I just finished reading A History of Violence. I was extremely impressed with the movie last year, and had heard that the comic was even better, so had high expectations.
Unfortunately, I was rather disappointed. While it was a rollicking good romp and a good fun story, it seemed to have lost most of the thematic and character complexity and subtlety that was in the movie. Which is odd, considering how much larger the story is in the comic.
It felt a little like the movie had taken some of the core themes and ideas briefly touched upon in the comic and really explored them in depth, while jettisoning a huge part of the story itself. The comic, meanwhile, has a lot more story but, for me, a lot less interest.
Beware: spoilers below for both the comic and the movie!
For example...the interaction between Tom and Edie. In the movie, I found their reactions extremely believable, from the natural portrayal of sex to Edie's horrified and conflicted reaction to events as they unfold. The horror and uncertainty she goes through is brilliant. In the comic, as soon as she's learnt what's going on she says "That's ok, I love you." All too easy, if you ask me.
Similarly, I found Tom's eagerness to divulge his story to anybody that wandered past a little strange. His desperate attempts to retain the facade in the movie seemed more compelling and convincing - I can't see him giving up 20 years of fabrication so easily.
Bottom line, I suppose, is that the characters in the movie are very different to the characters in the comic.
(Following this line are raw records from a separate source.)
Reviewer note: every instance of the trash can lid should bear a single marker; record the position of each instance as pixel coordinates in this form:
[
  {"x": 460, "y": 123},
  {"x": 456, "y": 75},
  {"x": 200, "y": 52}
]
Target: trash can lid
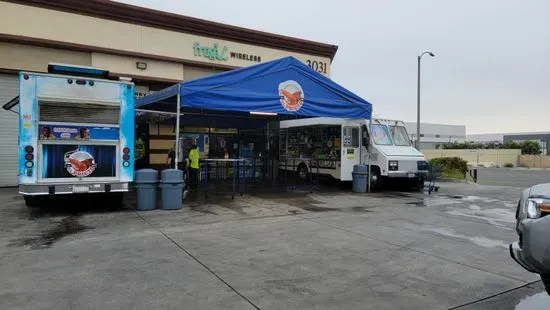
[
  {"x": 146, "y": 175},
  {"x": 361, "y": 168},
  {"x": 171, "y": 176}
]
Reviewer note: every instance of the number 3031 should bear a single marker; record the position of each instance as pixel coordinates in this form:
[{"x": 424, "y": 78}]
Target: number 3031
[{"x": 318, "y": 66}]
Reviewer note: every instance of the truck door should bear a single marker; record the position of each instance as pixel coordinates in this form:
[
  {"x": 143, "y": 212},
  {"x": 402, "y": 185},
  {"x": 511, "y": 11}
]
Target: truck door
[{"x": 351, "y": 154}]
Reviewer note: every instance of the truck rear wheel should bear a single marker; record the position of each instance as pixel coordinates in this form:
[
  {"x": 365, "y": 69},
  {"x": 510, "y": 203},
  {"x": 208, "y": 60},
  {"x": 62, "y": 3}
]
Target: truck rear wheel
[
  {"x": 303, "y": 172},
  {"x": 375, "y": 178}
]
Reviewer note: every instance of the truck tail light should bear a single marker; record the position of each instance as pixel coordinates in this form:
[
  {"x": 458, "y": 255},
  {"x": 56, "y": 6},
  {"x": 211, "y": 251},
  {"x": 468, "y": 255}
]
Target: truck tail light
[{"x": 29, "y": 157}]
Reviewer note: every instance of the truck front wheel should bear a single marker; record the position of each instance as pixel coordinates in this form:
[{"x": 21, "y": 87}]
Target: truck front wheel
[{"x": 303, "y": 172}]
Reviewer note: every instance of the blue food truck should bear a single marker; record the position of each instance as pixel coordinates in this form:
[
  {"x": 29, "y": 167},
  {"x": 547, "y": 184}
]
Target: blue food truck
[{"x": 76, "y": 132}]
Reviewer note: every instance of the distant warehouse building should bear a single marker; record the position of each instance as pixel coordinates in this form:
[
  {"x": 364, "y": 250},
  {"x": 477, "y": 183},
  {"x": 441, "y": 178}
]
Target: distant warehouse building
[
  {"x": 542, "y": 138},
  {"x": 434, "y": 136}
]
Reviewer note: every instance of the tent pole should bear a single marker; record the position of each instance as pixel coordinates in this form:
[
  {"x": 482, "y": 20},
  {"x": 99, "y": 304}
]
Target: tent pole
[{"x": 177, "y": 148}]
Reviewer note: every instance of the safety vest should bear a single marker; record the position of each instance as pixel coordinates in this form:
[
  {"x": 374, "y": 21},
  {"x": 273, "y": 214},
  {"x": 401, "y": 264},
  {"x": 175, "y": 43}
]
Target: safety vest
[{"x": 194, "y": 158}]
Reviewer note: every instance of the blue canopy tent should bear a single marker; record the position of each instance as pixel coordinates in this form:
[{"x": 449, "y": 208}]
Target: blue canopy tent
[{"x": 284, "y": 86}]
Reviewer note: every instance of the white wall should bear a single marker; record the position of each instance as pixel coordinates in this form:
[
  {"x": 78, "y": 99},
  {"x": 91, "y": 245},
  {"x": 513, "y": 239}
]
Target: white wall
[{"x": 437, "y": 133}]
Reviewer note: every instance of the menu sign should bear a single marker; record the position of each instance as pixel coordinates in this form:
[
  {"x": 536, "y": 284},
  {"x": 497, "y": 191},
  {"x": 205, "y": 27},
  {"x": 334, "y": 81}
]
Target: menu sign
[{"x": 61, "y": 132}]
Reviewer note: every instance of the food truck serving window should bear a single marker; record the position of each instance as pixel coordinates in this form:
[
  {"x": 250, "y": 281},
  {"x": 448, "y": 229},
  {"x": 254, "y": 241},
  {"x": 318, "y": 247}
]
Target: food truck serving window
[
  {"x": 380, "y": 134},
  {"x": 400, "y": 136},
  {"x": 79, "y": 113},
  {"x": 351, "y": 136}
]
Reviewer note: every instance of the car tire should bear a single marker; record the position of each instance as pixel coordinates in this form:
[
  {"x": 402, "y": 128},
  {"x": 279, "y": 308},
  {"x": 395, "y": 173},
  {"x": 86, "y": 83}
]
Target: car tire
[{"x": 546, "y": 281}]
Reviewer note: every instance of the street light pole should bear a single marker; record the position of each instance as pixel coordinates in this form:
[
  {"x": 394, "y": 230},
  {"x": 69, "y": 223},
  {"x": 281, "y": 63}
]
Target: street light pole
[{"x": 418, "y": 100}]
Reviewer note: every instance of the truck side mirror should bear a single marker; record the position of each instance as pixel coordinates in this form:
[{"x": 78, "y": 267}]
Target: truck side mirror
[{"x": 365, "y": 136}]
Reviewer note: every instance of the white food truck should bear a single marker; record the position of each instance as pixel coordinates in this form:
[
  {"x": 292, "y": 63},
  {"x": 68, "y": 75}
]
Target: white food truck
[
  {"x": 76, "y": 133},
  {"x": 332, "y": 146}
]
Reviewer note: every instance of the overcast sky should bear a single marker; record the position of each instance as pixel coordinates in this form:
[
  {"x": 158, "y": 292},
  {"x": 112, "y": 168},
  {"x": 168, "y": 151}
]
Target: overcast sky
[{"x": 492, "y": 66}]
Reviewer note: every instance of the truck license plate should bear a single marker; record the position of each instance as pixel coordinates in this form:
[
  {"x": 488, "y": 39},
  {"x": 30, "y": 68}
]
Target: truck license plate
[{"x": 81, "y": 189}]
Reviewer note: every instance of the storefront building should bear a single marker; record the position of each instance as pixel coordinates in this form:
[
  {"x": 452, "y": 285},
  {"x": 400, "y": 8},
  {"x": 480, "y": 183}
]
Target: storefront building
[{"x": 156, "y": 49}]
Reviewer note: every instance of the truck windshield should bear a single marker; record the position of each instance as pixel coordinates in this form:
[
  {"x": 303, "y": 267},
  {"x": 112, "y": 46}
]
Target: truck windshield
[
  {"x": 400, "y": 136},
  {"x": 380, "y": 134}
]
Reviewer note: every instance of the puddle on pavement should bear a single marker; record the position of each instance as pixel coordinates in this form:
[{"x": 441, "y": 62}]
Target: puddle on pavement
[
  {"x": 68, "y": 226},
  {"x": 439, "y": 200},
  {"x": 202, "y": 209},
  {"x": 535, "y": 302}
]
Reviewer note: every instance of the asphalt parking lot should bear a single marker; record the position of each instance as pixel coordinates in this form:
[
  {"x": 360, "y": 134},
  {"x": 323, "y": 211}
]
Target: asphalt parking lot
[{"x": 333, "y": 250}]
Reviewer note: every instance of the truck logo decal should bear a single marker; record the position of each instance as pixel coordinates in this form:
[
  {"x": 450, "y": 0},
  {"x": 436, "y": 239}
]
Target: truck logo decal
[
  {"x": 291, "y": 95},
  {"x": 79, "y": 163}
]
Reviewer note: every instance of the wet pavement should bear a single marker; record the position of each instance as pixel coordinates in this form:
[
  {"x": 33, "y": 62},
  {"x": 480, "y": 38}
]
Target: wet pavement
[{"x": 270, "y": 250}]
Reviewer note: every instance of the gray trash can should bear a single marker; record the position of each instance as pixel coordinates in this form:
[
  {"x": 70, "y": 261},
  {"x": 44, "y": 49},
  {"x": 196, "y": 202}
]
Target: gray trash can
[
  {"x": 146, "y": 187},
  {"x": 171, "y": 184},
  {"x": 360, "y": 176}
]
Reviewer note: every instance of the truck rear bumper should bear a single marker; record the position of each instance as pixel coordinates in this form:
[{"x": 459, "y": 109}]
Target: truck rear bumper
[
  {"x": 60, "y": 189},
  {"x": 407, "y": 174}
]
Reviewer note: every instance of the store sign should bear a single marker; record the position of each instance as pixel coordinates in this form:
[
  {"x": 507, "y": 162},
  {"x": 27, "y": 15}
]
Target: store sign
[
  {"x": 214, "y": 52},
  {"x": 217, "y": 52}
]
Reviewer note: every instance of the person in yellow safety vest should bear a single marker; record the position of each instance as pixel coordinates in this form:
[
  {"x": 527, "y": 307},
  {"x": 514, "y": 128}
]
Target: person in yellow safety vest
[{"x": 193, "y": 160}]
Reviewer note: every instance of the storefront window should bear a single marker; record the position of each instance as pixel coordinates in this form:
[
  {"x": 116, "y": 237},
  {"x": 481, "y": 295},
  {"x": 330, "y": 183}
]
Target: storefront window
[
  {"x": 400, "y": 136},
  {"x": 380, "y": 134}
]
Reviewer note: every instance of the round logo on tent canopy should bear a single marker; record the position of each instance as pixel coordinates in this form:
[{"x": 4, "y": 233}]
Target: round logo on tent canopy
[{"x": 291, "y": 95}]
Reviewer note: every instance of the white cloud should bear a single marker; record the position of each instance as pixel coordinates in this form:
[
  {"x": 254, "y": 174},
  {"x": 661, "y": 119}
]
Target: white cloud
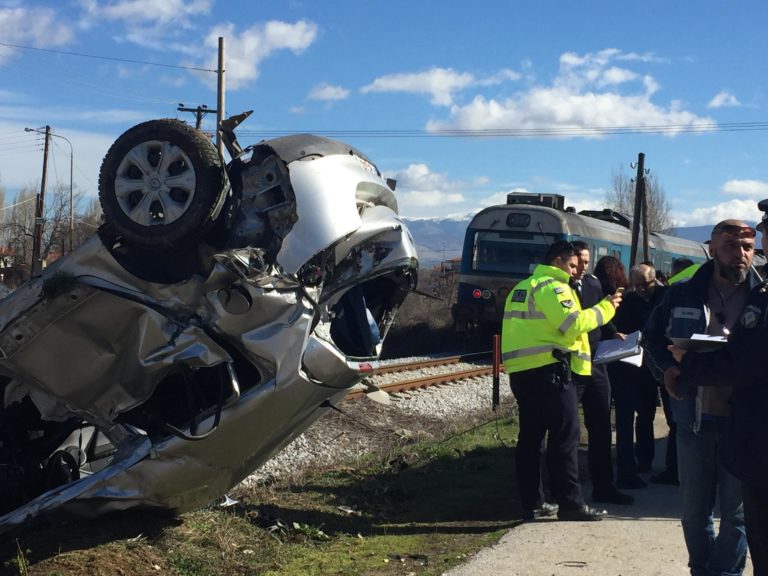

Personally, I found the movie characters more interesting and multi-layered, whereas the comic characters seemed there only to serve the story.
On the other hand, the Richie story was far more interesting in the comic. The bizarrely comic Richie elements in the movie never did quite sit right with me (though I need to watch it a second time to make a proper judgement). Richie's 20 years of hell in the comic is a very powerful and horrifying concept. Certainly more interesting than a whiney brother who has never quite attained his 'rightful' place in mob society.
Don't get me wrong, though - I still thoroughly enjoyed the comic. I just felt it lacked the depth that I was expecting.
p.s. Just read your review of the movie, Kater. Excellent review, though I come down on the positive side of the fence a bit more than you. But I've always had a soft spot for Cronenberg's deliberately slow pacing.